The existence of adult humor in children’s media is a clever way to lure the adults who are in charge of any child’s media consumption into choosing this comic or that TV show to share with their children. While it’s a great technique, you have to pity the parent of a perceptive child who will ask, “Mommy, why does Nemo want to be eaten?”

  2 comments for “For Kids?

  1. clairejmerenda
    September 7, 2014 at 9:53 pm

    I appreciated this breakdown of some of the more adult themes we encountered in the Little Nemo comics. rediscovering mature themes in our beloved childhood cartoons seems to be a common experience! I know when I re-watch Disney movies, I’m surprised by some of the crazy things I find. I definitely agreed that there were some mature innuendos in this series of comics, including Nemo’s insatiable desire to hold hands with and kiss pretty girls (in spite of the fact that he’s five years old?), his violent conquest of the glass girl, his preoccupation with the pretty princess, etc. Many of the sexual themes seem subtle enough to me that I can’t think they were written into the comic with the child audience in mind. Perhaps your rationalization that these innuendos were intended to lure in the adults is accurate — but I can’t help but wonder what parent would voluntarily share sexual innuendos with their small child. Perhaps instead, the comic sought to teach children something. We notice that when Little Nemo stays behind to flirt with the candy loving wood nymphs, he gets locked out. When he kisses the glass girl, she and all her friends shatter and he’s terrified and miserable. There’s always a consequence for his actions.

    I want to add my concern at the amount of violence in the cartoon.

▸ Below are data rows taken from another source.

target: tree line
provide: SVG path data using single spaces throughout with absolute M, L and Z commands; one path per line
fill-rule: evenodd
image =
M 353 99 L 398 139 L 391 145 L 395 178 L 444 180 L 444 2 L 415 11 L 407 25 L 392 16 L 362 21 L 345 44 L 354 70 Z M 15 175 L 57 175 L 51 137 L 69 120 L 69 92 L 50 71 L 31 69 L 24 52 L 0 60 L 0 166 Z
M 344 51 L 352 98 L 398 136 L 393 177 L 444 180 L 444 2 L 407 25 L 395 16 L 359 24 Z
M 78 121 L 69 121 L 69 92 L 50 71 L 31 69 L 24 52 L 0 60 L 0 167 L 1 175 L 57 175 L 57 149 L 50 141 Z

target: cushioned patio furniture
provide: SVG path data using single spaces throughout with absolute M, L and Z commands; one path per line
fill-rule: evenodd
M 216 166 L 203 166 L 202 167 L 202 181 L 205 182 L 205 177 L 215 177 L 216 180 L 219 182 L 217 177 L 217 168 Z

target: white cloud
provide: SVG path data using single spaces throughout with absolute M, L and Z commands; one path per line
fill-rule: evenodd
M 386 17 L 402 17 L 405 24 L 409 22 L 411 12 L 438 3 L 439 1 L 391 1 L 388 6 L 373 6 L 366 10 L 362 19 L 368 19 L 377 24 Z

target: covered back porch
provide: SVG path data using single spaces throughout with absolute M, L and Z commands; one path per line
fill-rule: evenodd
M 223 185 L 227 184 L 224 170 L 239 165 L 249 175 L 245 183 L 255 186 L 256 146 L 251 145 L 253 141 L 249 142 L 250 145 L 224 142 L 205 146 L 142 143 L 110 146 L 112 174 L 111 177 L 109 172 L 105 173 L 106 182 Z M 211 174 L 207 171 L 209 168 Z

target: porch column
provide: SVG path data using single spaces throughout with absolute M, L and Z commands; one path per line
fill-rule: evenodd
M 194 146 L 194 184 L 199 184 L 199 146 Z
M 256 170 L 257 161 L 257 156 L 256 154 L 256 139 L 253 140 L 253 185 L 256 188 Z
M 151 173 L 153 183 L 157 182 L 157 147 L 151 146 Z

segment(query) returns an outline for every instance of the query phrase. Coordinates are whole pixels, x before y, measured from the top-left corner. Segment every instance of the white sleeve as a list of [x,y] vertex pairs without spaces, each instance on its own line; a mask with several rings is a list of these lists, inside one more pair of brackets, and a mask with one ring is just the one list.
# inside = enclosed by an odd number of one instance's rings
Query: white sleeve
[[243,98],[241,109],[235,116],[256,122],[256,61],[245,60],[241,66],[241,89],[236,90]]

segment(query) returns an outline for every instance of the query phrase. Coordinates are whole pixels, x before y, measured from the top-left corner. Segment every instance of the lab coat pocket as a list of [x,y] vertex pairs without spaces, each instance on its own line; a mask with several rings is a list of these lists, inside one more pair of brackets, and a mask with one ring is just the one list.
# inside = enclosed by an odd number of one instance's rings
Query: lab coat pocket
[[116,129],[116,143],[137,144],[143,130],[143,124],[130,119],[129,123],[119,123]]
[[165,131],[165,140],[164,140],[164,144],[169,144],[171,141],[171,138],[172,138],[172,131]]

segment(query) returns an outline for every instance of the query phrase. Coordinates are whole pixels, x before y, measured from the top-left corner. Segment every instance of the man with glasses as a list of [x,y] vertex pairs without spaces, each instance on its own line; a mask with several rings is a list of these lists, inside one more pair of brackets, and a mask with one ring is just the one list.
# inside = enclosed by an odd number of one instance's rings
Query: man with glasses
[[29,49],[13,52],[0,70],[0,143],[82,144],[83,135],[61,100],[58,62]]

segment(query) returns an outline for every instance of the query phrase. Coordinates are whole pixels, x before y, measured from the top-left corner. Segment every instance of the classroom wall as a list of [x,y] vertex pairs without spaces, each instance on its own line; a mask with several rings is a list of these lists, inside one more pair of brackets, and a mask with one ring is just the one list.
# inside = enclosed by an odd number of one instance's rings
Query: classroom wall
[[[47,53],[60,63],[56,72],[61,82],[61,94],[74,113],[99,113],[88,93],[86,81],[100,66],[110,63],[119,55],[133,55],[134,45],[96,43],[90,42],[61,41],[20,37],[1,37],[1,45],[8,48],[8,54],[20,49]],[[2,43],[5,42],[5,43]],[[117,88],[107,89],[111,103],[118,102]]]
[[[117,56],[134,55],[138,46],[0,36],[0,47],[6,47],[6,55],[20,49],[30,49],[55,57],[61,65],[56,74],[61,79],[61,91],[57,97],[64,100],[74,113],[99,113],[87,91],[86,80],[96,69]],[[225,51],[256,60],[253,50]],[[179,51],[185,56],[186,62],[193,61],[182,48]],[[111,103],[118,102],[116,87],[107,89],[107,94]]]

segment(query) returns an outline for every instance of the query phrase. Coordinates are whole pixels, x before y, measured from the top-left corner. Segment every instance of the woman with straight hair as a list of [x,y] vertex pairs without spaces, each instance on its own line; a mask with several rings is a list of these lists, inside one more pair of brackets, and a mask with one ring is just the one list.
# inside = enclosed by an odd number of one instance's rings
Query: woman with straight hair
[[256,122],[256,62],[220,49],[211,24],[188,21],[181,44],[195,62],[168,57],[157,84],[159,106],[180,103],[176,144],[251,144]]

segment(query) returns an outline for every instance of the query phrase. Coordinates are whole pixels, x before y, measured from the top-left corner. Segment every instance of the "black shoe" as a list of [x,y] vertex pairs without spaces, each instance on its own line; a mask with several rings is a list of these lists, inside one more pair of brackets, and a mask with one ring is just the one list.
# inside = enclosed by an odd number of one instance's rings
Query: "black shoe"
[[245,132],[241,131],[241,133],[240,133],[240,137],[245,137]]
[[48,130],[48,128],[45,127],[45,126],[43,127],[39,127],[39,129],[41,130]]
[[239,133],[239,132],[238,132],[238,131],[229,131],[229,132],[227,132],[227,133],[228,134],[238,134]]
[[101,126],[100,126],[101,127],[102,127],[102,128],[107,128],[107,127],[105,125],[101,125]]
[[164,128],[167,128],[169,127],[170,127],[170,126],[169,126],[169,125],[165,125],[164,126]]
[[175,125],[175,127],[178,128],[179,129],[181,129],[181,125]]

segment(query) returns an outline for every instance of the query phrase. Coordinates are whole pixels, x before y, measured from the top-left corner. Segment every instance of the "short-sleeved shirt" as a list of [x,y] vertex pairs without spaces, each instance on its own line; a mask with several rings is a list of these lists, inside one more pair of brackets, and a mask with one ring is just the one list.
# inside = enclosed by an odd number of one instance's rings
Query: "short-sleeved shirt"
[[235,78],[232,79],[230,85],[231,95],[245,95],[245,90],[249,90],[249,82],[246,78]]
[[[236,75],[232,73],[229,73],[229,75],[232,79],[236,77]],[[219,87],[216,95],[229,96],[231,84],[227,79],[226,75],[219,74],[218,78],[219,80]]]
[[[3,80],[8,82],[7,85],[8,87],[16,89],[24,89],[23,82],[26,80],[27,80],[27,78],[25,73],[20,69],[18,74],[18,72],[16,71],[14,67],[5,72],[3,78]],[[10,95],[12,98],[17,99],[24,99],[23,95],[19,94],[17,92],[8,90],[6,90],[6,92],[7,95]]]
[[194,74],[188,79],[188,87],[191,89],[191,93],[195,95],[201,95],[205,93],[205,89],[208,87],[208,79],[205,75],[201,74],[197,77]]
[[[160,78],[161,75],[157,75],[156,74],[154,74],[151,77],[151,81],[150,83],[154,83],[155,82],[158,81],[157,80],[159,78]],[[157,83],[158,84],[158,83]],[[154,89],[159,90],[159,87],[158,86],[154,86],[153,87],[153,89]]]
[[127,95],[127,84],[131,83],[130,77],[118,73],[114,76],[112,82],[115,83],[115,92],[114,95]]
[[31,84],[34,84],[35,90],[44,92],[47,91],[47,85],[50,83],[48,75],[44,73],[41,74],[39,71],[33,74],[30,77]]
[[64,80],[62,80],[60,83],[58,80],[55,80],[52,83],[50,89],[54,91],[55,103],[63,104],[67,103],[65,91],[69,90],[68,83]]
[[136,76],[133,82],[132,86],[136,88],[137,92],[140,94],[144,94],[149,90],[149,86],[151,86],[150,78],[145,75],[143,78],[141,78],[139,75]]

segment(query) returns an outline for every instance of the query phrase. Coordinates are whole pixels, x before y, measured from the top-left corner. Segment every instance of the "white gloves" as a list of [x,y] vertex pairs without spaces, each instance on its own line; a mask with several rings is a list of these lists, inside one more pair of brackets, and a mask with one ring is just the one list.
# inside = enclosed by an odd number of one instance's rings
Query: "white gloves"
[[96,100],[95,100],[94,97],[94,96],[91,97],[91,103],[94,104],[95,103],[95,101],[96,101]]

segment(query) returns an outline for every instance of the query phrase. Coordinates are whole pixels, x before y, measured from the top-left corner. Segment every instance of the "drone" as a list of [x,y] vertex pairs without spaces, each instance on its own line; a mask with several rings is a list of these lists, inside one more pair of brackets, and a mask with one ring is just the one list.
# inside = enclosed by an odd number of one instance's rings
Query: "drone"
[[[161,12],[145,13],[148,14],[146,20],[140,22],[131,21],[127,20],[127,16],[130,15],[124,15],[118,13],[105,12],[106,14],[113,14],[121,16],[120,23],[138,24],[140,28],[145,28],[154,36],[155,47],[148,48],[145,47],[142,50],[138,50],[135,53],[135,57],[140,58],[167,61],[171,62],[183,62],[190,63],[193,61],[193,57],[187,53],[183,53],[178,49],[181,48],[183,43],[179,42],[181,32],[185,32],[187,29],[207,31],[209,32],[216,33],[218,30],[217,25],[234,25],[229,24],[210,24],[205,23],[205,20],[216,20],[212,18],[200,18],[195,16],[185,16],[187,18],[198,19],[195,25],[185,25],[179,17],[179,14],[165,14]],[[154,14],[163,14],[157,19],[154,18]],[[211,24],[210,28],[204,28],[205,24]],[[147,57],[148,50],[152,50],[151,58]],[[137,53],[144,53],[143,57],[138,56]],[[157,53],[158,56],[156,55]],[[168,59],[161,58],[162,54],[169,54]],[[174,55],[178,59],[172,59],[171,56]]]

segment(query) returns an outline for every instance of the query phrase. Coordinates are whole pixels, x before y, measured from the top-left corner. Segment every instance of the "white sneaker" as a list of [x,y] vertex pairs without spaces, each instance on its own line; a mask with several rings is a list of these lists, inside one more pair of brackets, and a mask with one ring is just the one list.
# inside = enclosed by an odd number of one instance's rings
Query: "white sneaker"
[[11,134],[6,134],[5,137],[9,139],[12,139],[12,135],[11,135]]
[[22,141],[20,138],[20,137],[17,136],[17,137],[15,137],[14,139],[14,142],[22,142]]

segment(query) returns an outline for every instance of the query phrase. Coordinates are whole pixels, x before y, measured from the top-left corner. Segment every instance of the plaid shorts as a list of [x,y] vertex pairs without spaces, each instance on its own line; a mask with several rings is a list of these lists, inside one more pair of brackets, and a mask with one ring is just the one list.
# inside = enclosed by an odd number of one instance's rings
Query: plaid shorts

If the character is five, one would assume the intended audience is either young kids hearing the comics read by their parents (ages 3-5) or maybe new readers discovering the comics by themselves (ages 5-7). The level of violence is surprising (“beating” and “pounding” a giant bird in order to force him to give Nemo a ride, the collapse of the glass people, Nemo being speared by giant cactuses, chased by ravenous polar bears, etc). I suppose the violent scenes are there to teach lessons, which I believe was common at the time. The violence is almost always precedented by Nemo’s misbehavior (not listening to instructions, acting impulsively or selfishly). While I understand the desire to teach children to behave, it seems counterintuitive to use violent imagery to do so.

  2. Ren
    September 8, 2014 at 9:04 pm

    I have found a lot of adult humor as I’ve been going back and reading some of my favorite comic strips and watching some of my favorite cartoons. I remember hearing someone say ” I don’t drink” and I thought “Not even orange juice?” Or in another movie someone said “I’m not going to sleep with you” and again I thought “But what about sleepovers?” Luckily a lot of this type of humor goes right over the little one’s heads, but I find that kids today are becoming so desensitized but violence and sex that they would surely get the humor. And I see that as a bad thing because they don’t get to live in this innocent bubble for nearly as long as they should. I know plenty of 22 year-olds that would love to have that innocence back and be young again. But I also like that some of these comic strips can be enjoyed by both parent and child. I remember reading Calvin and Hobbes when I was younger and laughing for a completely different reason than why my mother was laughing. I do think that sometimes a comic can go too far and really push the boundaries, but as we age and mature, that darker humor becomes acceptable.